For me, the most intuitive way to think about the divergence of a field is to think about field lines rather than vector fields. As you say, you can visualise a vector field as a bunch of arrows that are directed radially inwards and getting longer in length as you approach the origin. However, this picture is not all that helpful when considering divergence.

Instead, imagine a spherical mass with radial lines going into it from all directions. Field lines are a very natural thing to consider - I am sure you have seen iron filings around a magnet many times before. It is not hard to convince yourself that this picture is the right one. To see this, notice that the number of field lines that pass through a unit area (with normal parallel to $$\hat{r}$$) are inversely proportional to the square of the radius. This follows directly from the fact that the surface area of a sphere is $$4\pi r^2$$ and the field lines being continuous (i.e. the field lines don't suddenly disappear or spawn out of nowhere). An inverse square law is the correct Newtonian description of gravity and here the density of field lines accurately represents the density of the vector field.

If you're comfortable with that then, the statement that the divergence of the gravitational field (in free space) is zero is equivalent to saying that the field lines are continuous. It's as simple as that!

Now for some pictures. Please note that I cannot draw 3D so I have suppressed one dimension. This is actually important because in 2D we would have in inverse law (as opposed to inverse square law) but you get the idea I'm sure:

1) Here we show the gravitational field surrounding a mass. Notice that the field lines are most densely packed close to the origin and drop off as we move further away just like a vector field should. Notice that the field lines are continuous everywhere meaning we have zero divergence. This is the correct description of Newtonian gravity.
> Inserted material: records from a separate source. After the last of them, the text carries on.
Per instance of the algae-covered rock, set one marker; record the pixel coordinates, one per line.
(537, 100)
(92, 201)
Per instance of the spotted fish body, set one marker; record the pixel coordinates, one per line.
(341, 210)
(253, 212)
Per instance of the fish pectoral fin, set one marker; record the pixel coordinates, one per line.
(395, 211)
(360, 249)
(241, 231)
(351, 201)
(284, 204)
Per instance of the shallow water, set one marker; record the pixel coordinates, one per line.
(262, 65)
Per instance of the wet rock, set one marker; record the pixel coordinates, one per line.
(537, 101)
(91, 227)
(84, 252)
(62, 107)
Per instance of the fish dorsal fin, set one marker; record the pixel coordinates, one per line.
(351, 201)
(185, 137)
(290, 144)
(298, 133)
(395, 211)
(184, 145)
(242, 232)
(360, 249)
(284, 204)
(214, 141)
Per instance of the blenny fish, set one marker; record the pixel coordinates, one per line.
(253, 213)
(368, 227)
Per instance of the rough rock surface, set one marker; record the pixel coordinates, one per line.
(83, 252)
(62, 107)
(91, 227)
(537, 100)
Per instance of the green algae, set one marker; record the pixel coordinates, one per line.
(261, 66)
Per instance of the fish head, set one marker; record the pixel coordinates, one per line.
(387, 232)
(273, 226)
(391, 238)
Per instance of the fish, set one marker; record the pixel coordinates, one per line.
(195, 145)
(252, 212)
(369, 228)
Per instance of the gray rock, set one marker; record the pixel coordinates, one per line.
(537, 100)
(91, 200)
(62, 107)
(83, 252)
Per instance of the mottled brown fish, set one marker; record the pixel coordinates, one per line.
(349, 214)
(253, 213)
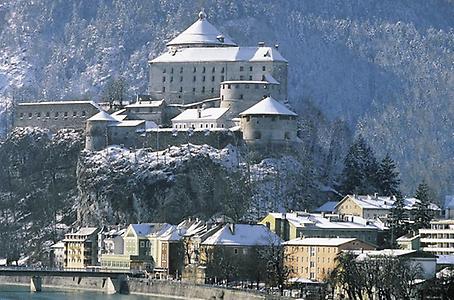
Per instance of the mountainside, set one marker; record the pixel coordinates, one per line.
(383, 67)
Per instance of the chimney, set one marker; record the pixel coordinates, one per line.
(232, 228)
(220, 38)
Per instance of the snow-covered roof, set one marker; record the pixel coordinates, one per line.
(449, 201)
(302, 219)
(268, 106)
(212, 113)
(103, 116)
(201, 33)
(379, 202)
(128, 123)
(139, 104)
(328, 206)
(445, 260)
(319, 241)
(210, 54)
(243, 235)
(57, 245)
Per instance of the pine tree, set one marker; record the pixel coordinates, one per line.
(397, 225)
(388, 178)
(423, 214)
(360, 169)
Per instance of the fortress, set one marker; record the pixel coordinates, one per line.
(203, 89)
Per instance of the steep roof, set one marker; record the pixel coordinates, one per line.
(319, 241)
(268, 106)
(214, 54)
(212, 113)
(201, 33)
(243, 235)
(103, 116)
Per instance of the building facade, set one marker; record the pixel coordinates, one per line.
(200, 58)
(55, 115)
(81, 248)
(315, 258)
(439, 238)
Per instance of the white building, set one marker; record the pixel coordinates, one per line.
(200, 58)
(439, 238)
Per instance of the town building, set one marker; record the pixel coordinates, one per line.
(237, 247)
(81, 248)
(425, 262)
(439, 238)
(373, 207)
(302, 224)
(448, 207)
(57, 255)
(315, 258)
(55, 115)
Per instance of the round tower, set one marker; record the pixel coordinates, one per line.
(268, 122)
(97, 131)
(241, 95)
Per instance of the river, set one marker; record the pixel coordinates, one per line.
(16, 292)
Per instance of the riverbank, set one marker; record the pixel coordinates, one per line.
(139, 286)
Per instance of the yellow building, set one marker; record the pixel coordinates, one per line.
(81, 248)
(315, 258)
(301, 224)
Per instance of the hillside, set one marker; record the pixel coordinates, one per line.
(383, 67)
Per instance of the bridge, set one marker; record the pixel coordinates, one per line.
(113, 282)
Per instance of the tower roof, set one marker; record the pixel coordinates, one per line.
(103, 116)
(201, 33)
(268, 106)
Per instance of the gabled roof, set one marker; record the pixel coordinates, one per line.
(202, 33)
(215, 54)
(268, 106)
(243, 235)
(103, 116)
(319, 241)
(212, 113)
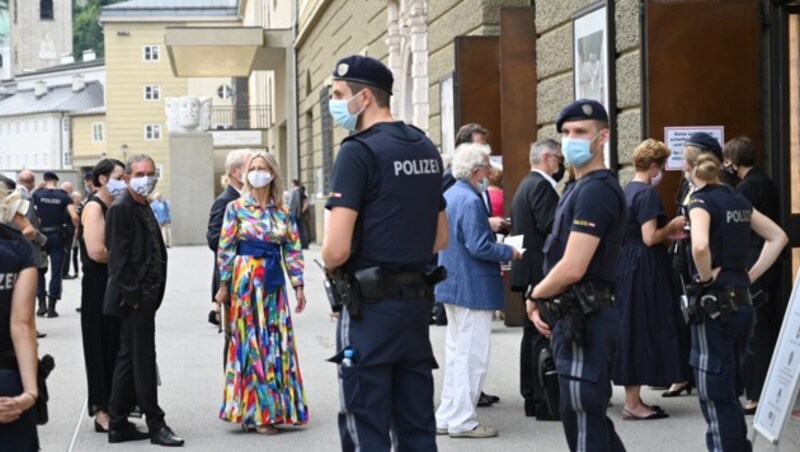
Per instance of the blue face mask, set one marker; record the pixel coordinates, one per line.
(577, 152)
(341, 114)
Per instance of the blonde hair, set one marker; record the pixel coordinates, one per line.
(650, 151)
(276, 186)
(706, 166)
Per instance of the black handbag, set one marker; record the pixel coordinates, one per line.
(46, 365)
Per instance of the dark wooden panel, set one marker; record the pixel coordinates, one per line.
(518, 114)
(702, 60)
(477, 85)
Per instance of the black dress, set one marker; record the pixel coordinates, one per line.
(100, 332)
(649, 351)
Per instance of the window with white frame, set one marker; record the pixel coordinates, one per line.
(152, 92)
(152, 53)
(152, 132)
(97, 131)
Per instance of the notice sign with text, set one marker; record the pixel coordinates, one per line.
(783, 378)
(674, 137)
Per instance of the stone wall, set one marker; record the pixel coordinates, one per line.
(342, 28)
(446, 20)
(555, 77)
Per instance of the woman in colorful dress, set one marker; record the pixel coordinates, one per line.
(263, 385)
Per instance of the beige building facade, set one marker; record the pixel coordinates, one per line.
(140, 78)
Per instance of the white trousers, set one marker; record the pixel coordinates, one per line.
(467, 350)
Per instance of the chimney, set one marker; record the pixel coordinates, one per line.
(40, 88)
(78, 83)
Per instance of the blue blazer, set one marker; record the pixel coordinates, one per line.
(472, 255)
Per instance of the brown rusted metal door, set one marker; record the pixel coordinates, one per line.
(477, 85)
(495, 85)
(702, 68)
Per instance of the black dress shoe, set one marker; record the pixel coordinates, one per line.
(166, 437)
(99, 428)
(127, 433)
(485, 400)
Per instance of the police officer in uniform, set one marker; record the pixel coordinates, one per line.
(387, 218)
(54, 206)
(573, 303)
(719, 305)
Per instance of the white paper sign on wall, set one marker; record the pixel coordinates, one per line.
(674, 137)
(783, 379)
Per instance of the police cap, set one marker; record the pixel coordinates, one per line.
(361, 69)
(49, 175)
(580, 110)
(706, 143)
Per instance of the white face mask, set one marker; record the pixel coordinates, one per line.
(144, 185)
(657, 180)
(11, 204)
(259, 179)
(115, 187)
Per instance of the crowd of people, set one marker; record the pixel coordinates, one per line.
(602, 272)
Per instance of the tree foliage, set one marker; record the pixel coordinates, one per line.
(86, 31)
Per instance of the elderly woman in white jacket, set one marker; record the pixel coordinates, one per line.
(471, 293)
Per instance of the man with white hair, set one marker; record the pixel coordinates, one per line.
(471, 294)
(532, 212)
(235, 162)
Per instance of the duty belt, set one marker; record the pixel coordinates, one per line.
(405, 285)
(583, 298)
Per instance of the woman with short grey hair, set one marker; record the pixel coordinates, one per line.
(471, 294)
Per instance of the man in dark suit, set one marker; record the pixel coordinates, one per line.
(137, 276)
(532, 213)
(235, 163)
(756, 186)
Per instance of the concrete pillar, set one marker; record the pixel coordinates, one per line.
(418, 18)
(191, 185)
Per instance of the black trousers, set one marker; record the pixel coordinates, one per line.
(135, 375)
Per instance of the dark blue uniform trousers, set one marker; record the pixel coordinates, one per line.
(717, 351)
(55, 249)
(585, 384)
(386, 396)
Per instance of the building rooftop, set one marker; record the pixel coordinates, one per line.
(172, 8)
(59, 98)
(64, 67)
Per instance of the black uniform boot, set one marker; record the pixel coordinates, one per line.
(42, 306)
(51, 307)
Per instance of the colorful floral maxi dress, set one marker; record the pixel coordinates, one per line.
(263, 384)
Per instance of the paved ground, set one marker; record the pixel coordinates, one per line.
(190, 354)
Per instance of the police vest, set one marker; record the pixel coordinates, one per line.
(398, 219)
(603, 266)
(729, 232)
(51, 206)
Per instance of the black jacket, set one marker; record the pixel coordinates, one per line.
(215, 218)
(532, 212)
(129, 250)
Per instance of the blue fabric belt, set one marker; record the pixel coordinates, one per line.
(271, 253)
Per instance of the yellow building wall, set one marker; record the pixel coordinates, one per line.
(86, 151)
(127, 73)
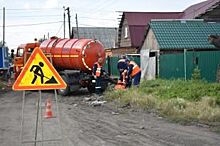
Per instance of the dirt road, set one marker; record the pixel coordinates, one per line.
(86, 125)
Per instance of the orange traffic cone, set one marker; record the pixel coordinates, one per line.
(9, 83)
(48, 113)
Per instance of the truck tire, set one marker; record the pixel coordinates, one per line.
(66, 91)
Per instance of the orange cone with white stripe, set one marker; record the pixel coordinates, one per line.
(9, 83)
(48, 113)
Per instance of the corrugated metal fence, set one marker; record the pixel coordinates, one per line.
(172, 65)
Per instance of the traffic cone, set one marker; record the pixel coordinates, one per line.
(48, 113)
(9, 83)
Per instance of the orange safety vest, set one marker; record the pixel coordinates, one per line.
(98, 70)
(136, 69)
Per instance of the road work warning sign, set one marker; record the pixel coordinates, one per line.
(38, 74)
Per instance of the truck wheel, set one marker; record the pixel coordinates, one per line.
(66, 91)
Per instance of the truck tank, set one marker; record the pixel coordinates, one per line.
(73, 54)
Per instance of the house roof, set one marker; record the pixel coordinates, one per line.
(184, 34)
(199, 9)
(138, 21)
(106, 35)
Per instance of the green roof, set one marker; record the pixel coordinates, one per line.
(184, 34)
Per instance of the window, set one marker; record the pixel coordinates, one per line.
(126, 32)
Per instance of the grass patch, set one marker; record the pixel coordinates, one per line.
(177, 99)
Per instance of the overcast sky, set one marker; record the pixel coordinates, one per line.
(29, 19)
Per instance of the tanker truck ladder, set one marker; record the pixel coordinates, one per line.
(47, 123)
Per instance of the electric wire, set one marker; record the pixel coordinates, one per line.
(31, 24)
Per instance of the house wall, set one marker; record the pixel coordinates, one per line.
(149, 55)
(125, 42)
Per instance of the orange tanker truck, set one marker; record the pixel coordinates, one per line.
(72, 58)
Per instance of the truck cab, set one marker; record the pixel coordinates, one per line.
(23, 53)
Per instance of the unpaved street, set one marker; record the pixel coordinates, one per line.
(86, 125)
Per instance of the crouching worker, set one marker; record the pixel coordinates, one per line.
(134, 72)
(98, 71)
(122, 68)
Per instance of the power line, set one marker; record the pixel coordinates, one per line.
(33, 9)
(33, 24)
(96, 18)
(31, 16)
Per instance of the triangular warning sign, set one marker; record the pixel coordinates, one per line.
(38, 74)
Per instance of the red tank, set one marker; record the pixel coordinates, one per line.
(73, 54)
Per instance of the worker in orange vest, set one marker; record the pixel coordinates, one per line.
(98, 71)
(122, 68)
(134, 72)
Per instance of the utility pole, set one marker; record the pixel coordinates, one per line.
(68, 13)
(3, 43)
(77, 28)
(64, 23)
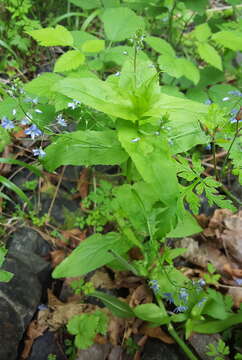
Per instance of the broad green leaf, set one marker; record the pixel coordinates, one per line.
(169, 64)
(71, 60)
(87, 4)
(229, 39)
(210, 55)
(119, 308)
(121, 23)
(189, 70)
(152, 159)
(10, 185)
(84, 148)
(216, 326)
(58, 36)
(4, 138)
(5, 276)
(91, 254)
(93, 46)
(97, 94)
(151, 313)
(160, 45)
(186, 226)
(42, 85)
(202, 32)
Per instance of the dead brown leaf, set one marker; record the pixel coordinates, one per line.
(157, 333)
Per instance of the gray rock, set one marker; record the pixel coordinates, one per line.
(28, 240)
(157, 350)
(18, 302)
(46, 345)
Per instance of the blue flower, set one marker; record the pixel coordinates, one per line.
(33, 131)
(39, 152)
(7, 124)
(154, 285)
(207, 102)
(61, 121)
(180, 308)
(74, 104)
(183, 295)
(168, 297)
(235, 92)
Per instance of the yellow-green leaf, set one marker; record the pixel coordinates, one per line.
(93, 46)
(69, 61)
(58, 36)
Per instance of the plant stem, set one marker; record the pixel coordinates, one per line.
(181, 343)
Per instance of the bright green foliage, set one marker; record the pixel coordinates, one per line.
(58, 36)
(121, 23)
(210, 55)
(71, 60)
(86, 326)
(91, 254)
(5, 276)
2) Here we can see a field that has negative divergence. Notice that field lines coming in from infinity seem to be disappearing! This should seem very strange indeed. In general, fields with negative divergence seem to... well... vanish. It's a bit spooky really (one interpretation might be that the field is 'flowing out' into higher dimensions but that's a story for another day).

3) Here we see a field with positive divergence. Notice that the fields lines seem to just appear out of nowhere. I'll let you put your own interpretation on what might cause that but it's not particularly physical for a gravitational field in a vacuum.

Hopefully these pictures give you some intuition for why a gravitational field has zero divergence and what that might represent. Continuous field lines...

Remember that Gauss’s theorem relates the flux through a closed surface in space to the divergence throughout that domain (volume enclosed by the closed surface). “Closed” is the key word here. You can have a positive gravitational flux through a surface that isn’t closed. Imagine a giant umbrella above the earth. The gravitational flux across the umbrella’s fabric will be non-zero. But if we enclose the space formed by the umbrella to form an empty volume (dome cap of sorts) then all of the flux going into one side comes out of the other side to cancel. This is true for any shape in space which contains no mass precisely because the gravitational force spreads evenly in space. While the circular bottom surface of the umbrella has less surface area, it captures more densely packed gravitational field rays. The larger curved umbrella top has more surface area but the rays leaving it are less densely packed and total flux is zero.

Another explanation of the same idea may be easier to visualize as a velocity field rather than a force field. Imagine a hose dumping out a gas in space where that gas expands radially in 3D. If we calculate flux of a closed surface which includes the hose nozzle inside, then the flux will be positive. But for any volume which doesn’t contain the nozzle, the same amount of gas enters the volume as leaves it because it is not accumulating gas over time. In this way, Gaussian flux measures the ‘sinks’ or ‘fills’ inside a closed surface (equating it to the triple integral of the divergence over the volume). And the “closed” nature of the surface is critical. It doesn’t mean gravity doesn’t exist in massless space, just that it’s divergence is zero.